S. Typhimurium-specific IgA was measured in feces as previously described (56). Briefly, LPS was purified from S. Typhimurium SL1344 cultures using the LPS extraction kit (Abcam) and used as antigen for ELISA. 96-well microplates (Greiner Bio-one) were coated with LPS (1 μg per well) in carbonate coating buffer (Thermo Scientific). The plates were then blocked with 5% w/v skim milk in TBST and the fecal extracts were added to the plates. After washing, bound IgA was detected using HRP-conjugated goat anti-mouse IgA antibody (Invitrogen) and SuperSignal ELISA Pico Chemiluminescent Substrate (Thermo Scientific).

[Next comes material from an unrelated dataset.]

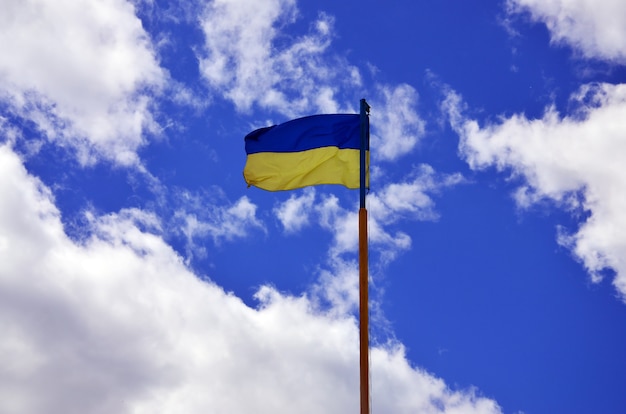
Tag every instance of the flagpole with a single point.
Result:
(363, 265)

Data and materials availability:

16S rRNA gene sequencing data (fig. S16) have been submitted to the Sequence Read Archive (SRA) with BioProject IDs PRJNA727197 and PRJNA727212. Lrp1^fl/fl mice are available under a material transfer agreement with UTSW. All other lines in the study are commercially available. All other data are available in the main text or the supplementary materials.